Buy used: Look into shopping at Goodwill, eBay, yard sales, consignment stores, etc. You can get great deals on clothing, electronics, books, and sports equipment if you’re willing to buy used.
Shop your state’s tax free holiday, if applicable. Not all states have these but if yours does, it can be a great way to save a little money. Just be aware that you might do better shopping a sale instead since many retailers don’t put items on sale during the tax free weekend. They hope that forgoing the tax is enough of a “sale” to get you to buy.
Compare online prices with physical store prices. Online coupons and free shipping may get you a better deal online than in a real store.
Sell last year’s stuff to raise funds for this year: Sell your unneeded supplies and outgrown clothes at a yard sale, on eBay, or at a consignment store to raise funds to cover this year’s purchases.
Stick to the list: Buy only what’s necessary and stick with the basic model. Don’t be swayed by “great deals,” the hype of back to school, or the begging of your kids. Get what they need, opt for a model with fewer frills, and get out.
Hit the loss leaders: Many office supply and discounters offer things like glue, paper, scissors, pencils, etc. for ridiculous prices (sometimes as low as a penny) to get you in the store in the hope that you’ll buy the rest of your supplies there, too. Don’t fall for it. Buy the cheap stuff and get out.
Plan your budget now: Don’t wait until three days before school starts to think about this. Go ahead and figure out how much you’ll need and start putting a little extra money away to cover it.
Try non-traditional sources for supplies: We all know about the office stores and the mass merchandisers. But places like Michael’s or AC Moore sell craft items and paper goods. And there is usually a 40% off one item coupon in each Sunday’s paper. Hit the dollar stores; they usually have pencils, paper, notebooks, glue, etc. Try outlets for clothes or stores that sell refurbished electronics. Pawn shops can even be a good source for computers or calculators. Think outside the big box stores.
Look into bulk purchases: If you’re a member of Sam’s, Costco, or the like, you might score better deals on some items by purchasing them in large quantities. Rather than buying individual pens for each kid, buy a big box and pass them out. Same with notebooks, paper, and glue.
Start early: Buy a little at a time as you find sales, coupons, and great buys. It may be easier to buy everything in one trip, but that is rarely the most cost effective method.
Wait: You don’t have to buy a whole new wardrobe before school starts. Get one new outfit to “make a good impression” on the first day and let them wear other clothes the rest of the time. Buy new clothes as needed, not just because “it’s back to school.”
Look for freebies and keep them throughout the year in a “back to school” stash. How many times have you picket up free pens, pencils, memo pads, etc. from conventions, expos, or hotels? Keep them and put them to use when school rolls around.

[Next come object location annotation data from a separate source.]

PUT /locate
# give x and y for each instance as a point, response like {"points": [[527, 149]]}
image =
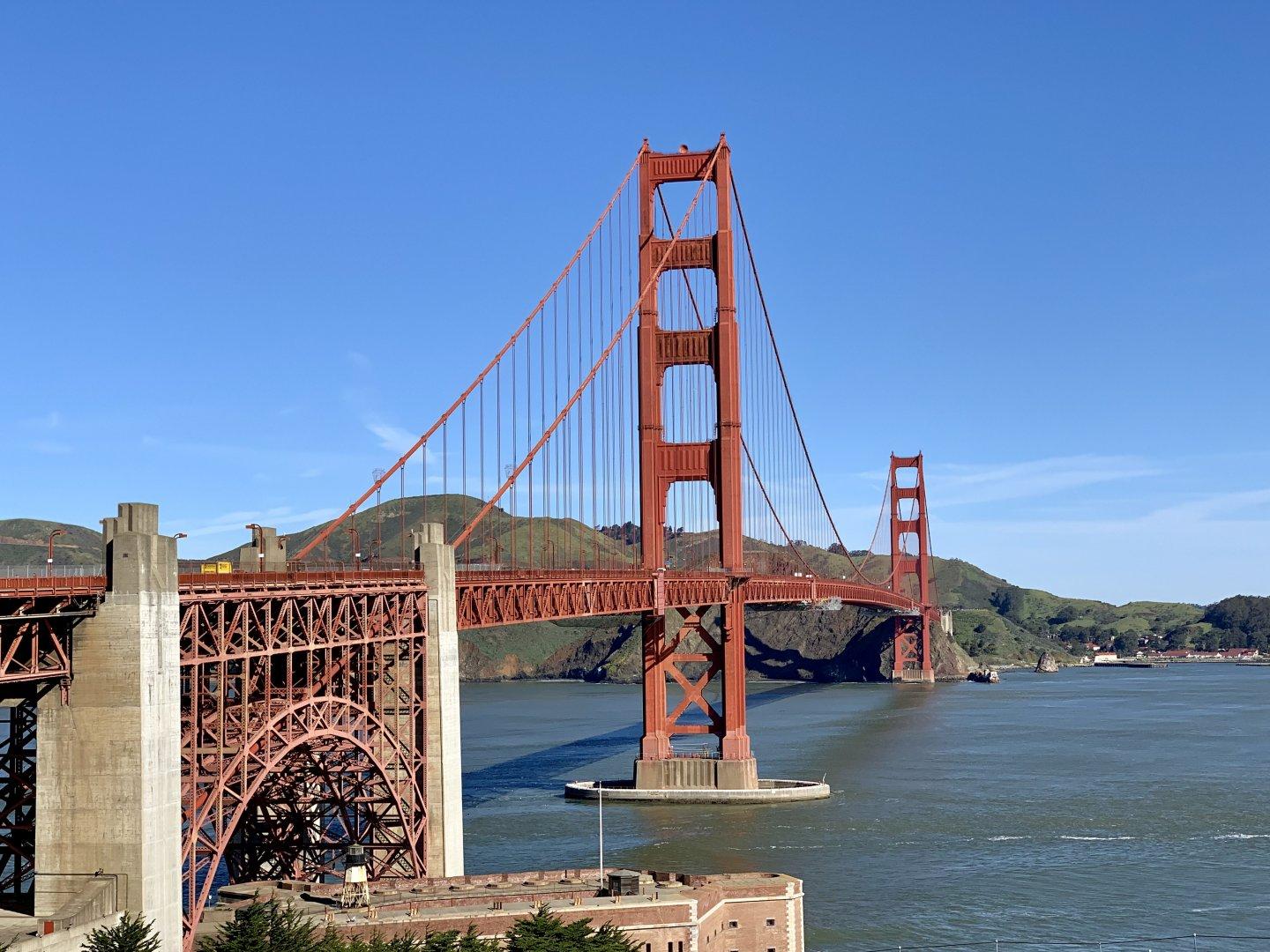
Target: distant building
{"points": [[660, 911], [1240, 652]]}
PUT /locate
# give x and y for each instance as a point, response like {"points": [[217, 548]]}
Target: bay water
{"points": [[1086, 805]]}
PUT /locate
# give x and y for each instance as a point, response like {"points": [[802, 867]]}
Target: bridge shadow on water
{"points": [[542, 770]]}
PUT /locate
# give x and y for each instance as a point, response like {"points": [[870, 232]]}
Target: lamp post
{"points": [[52, 534]]}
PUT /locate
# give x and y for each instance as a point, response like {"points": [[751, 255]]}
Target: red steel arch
{"points": [[319, 672], [400, 847]]}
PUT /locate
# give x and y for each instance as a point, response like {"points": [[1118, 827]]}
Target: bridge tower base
{"points": [[442, 736], [108, 756]]}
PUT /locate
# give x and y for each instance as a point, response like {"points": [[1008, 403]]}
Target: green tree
{"points": [[544, 932], [130, 934], [268, 926], [1125, 643]]}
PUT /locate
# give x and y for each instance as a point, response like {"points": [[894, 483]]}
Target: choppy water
{"points": [[1087, 804]]}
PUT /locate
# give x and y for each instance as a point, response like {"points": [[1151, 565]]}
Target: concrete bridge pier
{"points": [[444, 762], [108, 759]]}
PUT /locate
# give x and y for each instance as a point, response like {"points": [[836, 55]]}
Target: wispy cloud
{"points": [[966, 484], [48, 421], [49, 447], [392, 438], [1198, 550]]}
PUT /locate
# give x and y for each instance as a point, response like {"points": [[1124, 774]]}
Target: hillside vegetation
{"points": [[995, 622]]}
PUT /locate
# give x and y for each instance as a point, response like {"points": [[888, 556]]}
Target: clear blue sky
{"points": [[240, 242]]}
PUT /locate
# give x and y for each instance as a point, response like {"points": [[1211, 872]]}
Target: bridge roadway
{"points": [[41, 607]]}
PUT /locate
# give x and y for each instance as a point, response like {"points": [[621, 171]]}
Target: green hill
{"points": [[993, 621], [25, 542]]}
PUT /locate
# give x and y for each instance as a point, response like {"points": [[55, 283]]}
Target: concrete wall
{"points": [[267, 542], [108, 761], [444, 761]]}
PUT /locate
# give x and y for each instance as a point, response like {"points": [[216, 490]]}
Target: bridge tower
{"points": [[911, 569], [715, 462]]}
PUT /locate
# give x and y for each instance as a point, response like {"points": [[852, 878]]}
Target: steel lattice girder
{"points": [[36, 634], [310, 701], [18, 800]]}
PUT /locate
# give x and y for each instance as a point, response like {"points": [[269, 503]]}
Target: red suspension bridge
{"points": [[632, 450]]}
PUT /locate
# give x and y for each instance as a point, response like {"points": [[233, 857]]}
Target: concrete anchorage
{"points": [[444, 762], [267, 553], [108, 759]]}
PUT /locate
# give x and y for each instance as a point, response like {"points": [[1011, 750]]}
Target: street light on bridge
{"points": [[52, 534]]}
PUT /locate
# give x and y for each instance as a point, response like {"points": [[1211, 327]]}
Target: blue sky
{"points": [[245, 248]]}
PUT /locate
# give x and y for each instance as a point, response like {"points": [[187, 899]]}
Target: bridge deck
{"points": [[37, 612]]}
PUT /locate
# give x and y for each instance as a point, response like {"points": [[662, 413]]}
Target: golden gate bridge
{"points": [[631, 450]]}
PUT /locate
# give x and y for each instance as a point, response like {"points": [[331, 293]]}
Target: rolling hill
{"points": [[995, 622]]}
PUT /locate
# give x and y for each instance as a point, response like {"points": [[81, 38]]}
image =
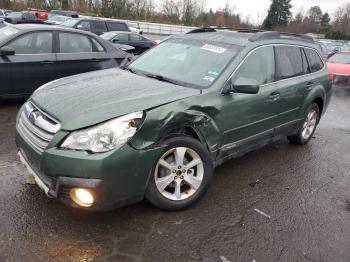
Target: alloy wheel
{"points": [[179, 173], [309, 124]]}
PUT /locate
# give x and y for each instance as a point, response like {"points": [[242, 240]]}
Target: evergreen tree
{"points": [[279, 14], [325, 23]]}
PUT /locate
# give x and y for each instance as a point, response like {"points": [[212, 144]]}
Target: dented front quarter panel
{"points": [[197, 112]]}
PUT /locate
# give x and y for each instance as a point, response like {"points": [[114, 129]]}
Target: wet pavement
{"points": [[304, 189]]}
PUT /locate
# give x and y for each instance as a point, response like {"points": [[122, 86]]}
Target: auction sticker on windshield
{"points": [[214, 48]]}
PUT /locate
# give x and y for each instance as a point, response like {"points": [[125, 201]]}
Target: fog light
{"points": [[82, 197]]}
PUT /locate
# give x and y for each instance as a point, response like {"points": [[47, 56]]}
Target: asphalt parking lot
{"points": [[304, 190]]}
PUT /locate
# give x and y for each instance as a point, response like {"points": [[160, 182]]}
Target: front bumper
{"points": [[116, 178], [340, 79]]}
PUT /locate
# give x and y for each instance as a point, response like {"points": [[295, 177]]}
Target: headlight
{"points": [[106, 136]]}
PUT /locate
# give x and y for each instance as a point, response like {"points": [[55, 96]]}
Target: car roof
{"points": [[38, 27], [122, 32], [244, 37]]}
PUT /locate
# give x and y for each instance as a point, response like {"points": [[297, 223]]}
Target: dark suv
{"points": [[159, 127], [96, 26]]}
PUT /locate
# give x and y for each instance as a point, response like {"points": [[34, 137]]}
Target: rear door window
{"points": [[257, 69], [122, 37], [74, 43], [315, 60], [289, 62], [84, 25], [33, 43]]}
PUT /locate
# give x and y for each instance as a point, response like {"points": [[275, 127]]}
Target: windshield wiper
{"points": [[163, 79], [129, 69]]}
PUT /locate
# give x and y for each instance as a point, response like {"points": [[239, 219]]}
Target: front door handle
{"points": [[309, 84], [274, 96]]}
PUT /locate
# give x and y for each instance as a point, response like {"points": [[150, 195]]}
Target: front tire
{"points": [[308, 127], [181, 174]]}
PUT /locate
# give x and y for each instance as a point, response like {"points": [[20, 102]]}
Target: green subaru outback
{"points": [[157, 128]]}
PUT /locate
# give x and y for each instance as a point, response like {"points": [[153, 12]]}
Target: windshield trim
{"points": [[190, 85]]}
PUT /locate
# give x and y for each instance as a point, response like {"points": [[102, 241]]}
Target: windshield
{"points": [[6, 32], [70, 22], [193, 63], [134, 25], [340, 58], [15, 14], [108, 36]]}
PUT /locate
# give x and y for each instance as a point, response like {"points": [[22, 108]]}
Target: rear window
{"points": [[289, 62], [75, 43], [315, 60], [117, 26]]}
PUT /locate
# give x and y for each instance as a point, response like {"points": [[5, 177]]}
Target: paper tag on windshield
{"points": [[214, 48]]}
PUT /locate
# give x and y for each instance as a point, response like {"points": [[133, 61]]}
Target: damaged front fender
{"points": [[173, 118]]}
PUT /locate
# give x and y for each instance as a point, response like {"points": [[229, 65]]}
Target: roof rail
{"points": [[303, 36], [258, 36], [241, 30], [265, 35], [201, 30]]}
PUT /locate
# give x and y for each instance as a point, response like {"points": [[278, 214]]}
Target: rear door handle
{"points": [[274, 96], [309, 84], [47, 62]]}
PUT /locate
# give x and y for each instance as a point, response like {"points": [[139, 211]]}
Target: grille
{"points": [[36, 127]]}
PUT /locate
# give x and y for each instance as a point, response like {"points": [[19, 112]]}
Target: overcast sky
{"points": [[257, 9]]}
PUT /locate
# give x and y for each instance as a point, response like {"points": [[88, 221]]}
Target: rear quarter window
{"points": [[315, 61], [289, 62], [98, 25]]}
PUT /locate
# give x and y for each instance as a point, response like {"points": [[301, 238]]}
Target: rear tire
{"points": [[308, 126], [181, 175]]}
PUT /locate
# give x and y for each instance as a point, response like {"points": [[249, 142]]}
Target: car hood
{"points": [[87, 99], [338, 69]]}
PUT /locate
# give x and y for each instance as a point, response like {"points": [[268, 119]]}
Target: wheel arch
{"points": [[317, 96]]}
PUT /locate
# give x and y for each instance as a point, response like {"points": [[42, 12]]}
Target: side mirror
{"points": [[7, 51], [247, 89], [242, 85]]}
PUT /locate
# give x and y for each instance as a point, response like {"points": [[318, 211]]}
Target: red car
{"points": [[40, 14], [339, 67]]}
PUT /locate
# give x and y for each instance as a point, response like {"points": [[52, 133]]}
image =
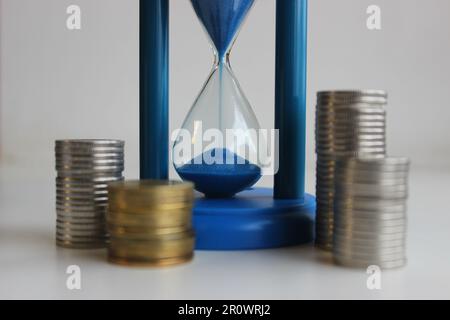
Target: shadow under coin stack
{"points": [[370, 212], [348, 124], [150, 223], [84, 168]]}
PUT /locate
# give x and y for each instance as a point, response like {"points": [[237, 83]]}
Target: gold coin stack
{"points": [[150, 223]]}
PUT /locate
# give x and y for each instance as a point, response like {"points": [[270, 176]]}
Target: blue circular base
{"points": [[253, 219]]}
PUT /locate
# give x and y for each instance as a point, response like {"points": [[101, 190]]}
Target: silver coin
{"points": [[62, 220], [341, 241], [359, 203], [368, 223], [90, 157], [368, 257], [76, 226], [80, 208], [353, 263], [358, 229], [364, 163], [371, 249], [70, 215], [96, 179], [381, 194], [359, 238]]}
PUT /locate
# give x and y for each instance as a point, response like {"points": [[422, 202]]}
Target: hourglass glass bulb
{"points": [[222, 168]]}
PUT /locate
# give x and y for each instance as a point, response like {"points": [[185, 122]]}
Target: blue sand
{"points": [[253, 220], [223, 178], [222, 19]]}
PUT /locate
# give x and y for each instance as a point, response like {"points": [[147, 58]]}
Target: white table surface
{"points": [[31, 266]]}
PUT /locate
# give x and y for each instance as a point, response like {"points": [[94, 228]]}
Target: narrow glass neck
{"points": [[221, 59]]}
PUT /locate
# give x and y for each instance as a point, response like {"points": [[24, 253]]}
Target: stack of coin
{"points": [[150, 223], [370, 212], [84, 168], [348, 124]]}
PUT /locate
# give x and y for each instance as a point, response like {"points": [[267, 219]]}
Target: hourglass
{"points": [[222, 168], [220, 146]]}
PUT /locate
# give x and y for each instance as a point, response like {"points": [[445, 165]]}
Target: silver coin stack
{"points": [[84, 169], [370, 212], [348, 124]]}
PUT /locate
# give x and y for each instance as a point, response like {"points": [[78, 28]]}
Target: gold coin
{"points": [[150, 262], [144, 208], [151, 187], [143, 232], [144, 249]]}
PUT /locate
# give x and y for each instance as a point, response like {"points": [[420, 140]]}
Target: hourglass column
{"points": [[290, 97], [154, 87]]}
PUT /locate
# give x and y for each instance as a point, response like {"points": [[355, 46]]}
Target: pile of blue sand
{"points": [[222, 19], [221, 179]]}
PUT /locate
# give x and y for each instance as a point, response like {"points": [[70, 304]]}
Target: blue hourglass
{"points": [[220, 168], [218, 147]]}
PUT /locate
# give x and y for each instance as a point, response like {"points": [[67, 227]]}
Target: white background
{"points": [[58, 84]]}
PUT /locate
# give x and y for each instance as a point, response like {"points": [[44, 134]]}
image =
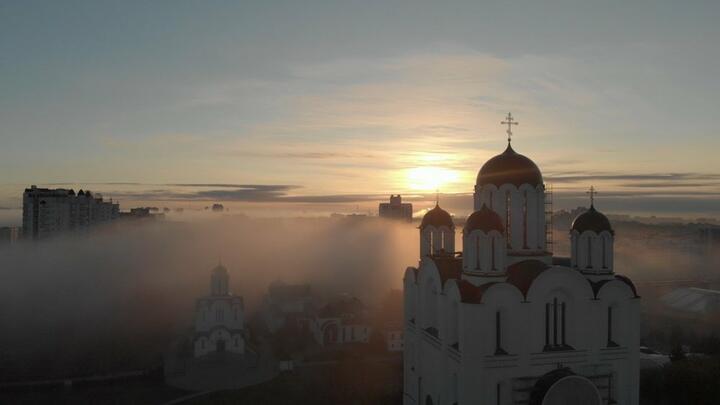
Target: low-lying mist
{"points": [[115, 298]]}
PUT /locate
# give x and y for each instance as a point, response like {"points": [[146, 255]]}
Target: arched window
{"points": [[611, 322], [525, 206], [492, 252], [589, 264], [577, 249], [508, 213], [556, 326], [477, 252], [498, 335]]}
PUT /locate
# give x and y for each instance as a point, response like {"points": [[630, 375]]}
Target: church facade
{"points": [[219, 318], [505, 322]]}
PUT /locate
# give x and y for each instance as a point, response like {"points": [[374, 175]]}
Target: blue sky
{"points": [[338, 98]]}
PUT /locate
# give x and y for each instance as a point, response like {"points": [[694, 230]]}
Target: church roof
{"points": [[543, 384], [471, 293], [448, 266], [509, 167], [437, 217], [485, 220], [592, 220], [522, 274]]}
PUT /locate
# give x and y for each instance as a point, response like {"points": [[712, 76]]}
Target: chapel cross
{"points": [[509, 121]]}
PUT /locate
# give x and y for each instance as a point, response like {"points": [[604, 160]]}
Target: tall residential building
{"points": [[396, 209], [506, 323], [48, 212], [9, 234]]}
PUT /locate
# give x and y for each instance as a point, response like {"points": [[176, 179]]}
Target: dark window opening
{"points": [[555, 326], [508, 211], [498, 335], [611, 342], [603, 258], [492, 252], [525, 246]]}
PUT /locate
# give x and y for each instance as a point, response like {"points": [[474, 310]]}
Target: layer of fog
{"points": [[117, 297]]}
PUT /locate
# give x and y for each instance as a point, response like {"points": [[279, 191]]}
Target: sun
{"points": [[430, 178]]}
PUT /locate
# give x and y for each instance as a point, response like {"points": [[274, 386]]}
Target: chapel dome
{"points": [[591, 220], [437, 217], [509, 167], [485, 220]]}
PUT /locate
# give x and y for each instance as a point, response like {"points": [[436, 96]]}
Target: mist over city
{"points": [[359, 202]]}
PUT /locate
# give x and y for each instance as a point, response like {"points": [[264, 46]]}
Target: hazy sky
{"points": [[326, 99]]}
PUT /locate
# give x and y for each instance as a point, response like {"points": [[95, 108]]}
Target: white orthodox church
{"points": [[504, 322], [219, 318]]}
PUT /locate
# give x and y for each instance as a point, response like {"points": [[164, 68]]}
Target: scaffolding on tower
{"points": [[549, 239]]}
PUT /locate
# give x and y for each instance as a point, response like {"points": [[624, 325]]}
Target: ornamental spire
{"points": [[509, 121]]}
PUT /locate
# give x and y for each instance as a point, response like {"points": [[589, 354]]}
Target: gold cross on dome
{"points": [[592, 193], [509, 121]]}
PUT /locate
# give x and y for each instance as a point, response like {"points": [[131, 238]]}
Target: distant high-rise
{"points": [[48, 212], [9, 234], [396, 209]]}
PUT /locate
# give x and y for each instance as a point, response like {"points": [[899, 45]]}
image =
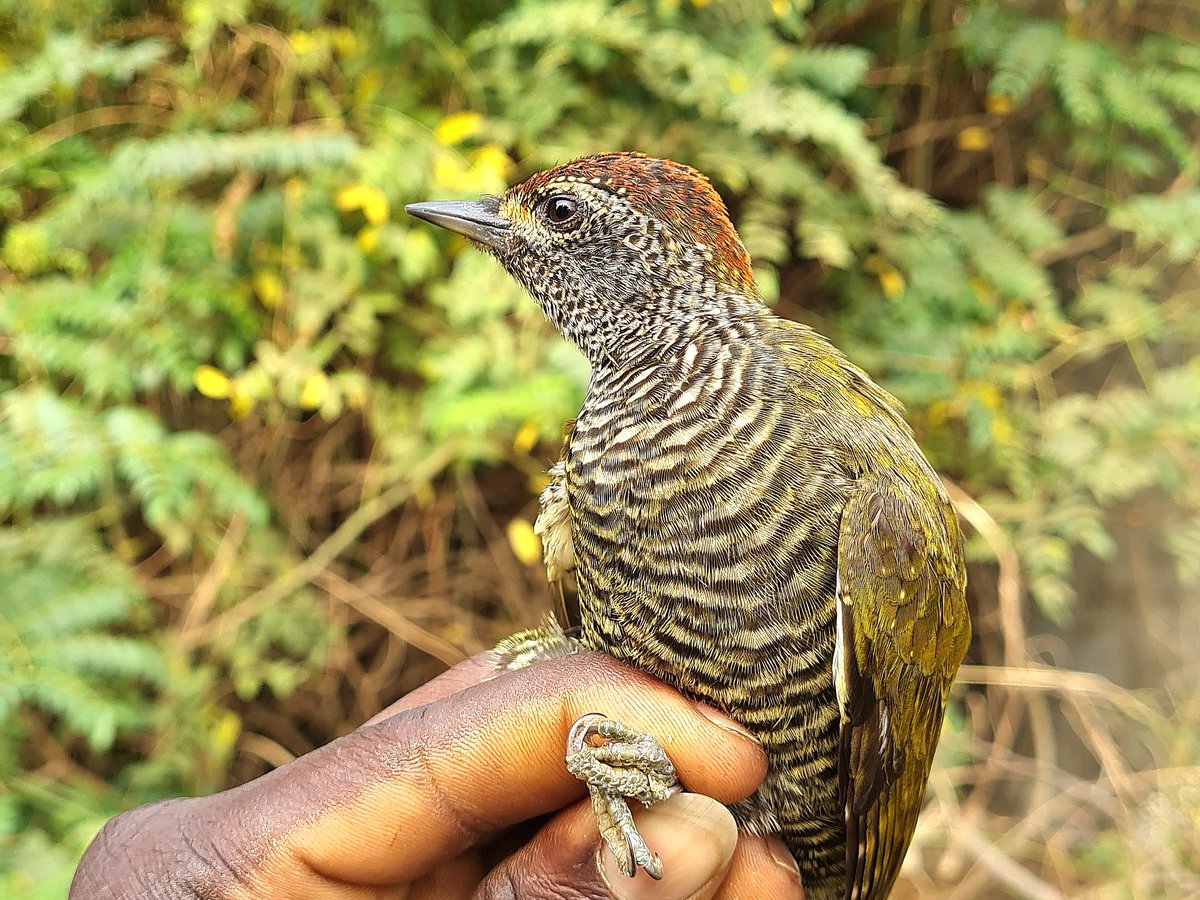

Buy simple and dress it up yourself: Plain binders, book covers, notebooks, folders, etc. are usually cheaper than their “Hannah Montana” or “Transformers” cousins. If your kid hates the plain model, dress it up yourself (or let the kids do it) with stickers, artwork, magazine clippings, etc.
If you have to buy for the classroom, buy in bulk or stock up at a big sale: Some schools ask the parents to provide supplies like paper or pens for the whole class. For these big purchases, be sure to buy only at stock up prices and get enough to cover most, if not all, of the year.
Give back: This isn’t a money saver, but it’s a kind thing to do. While you’re employing all of these savings tips and tricks, buy a little extra and donate it to an organization that provides supplies for truly needy kids. Most communities have an “Operation Back to School” or other charitable program that collects supplies for those who truly cannot afford them. Give a little of your extra to a worthy group. It’s just a nice thing to do and will probably come back to you in some way.
Back to school time is never going to be cheap, but there are some ways to reduce the pain to a tolerable level.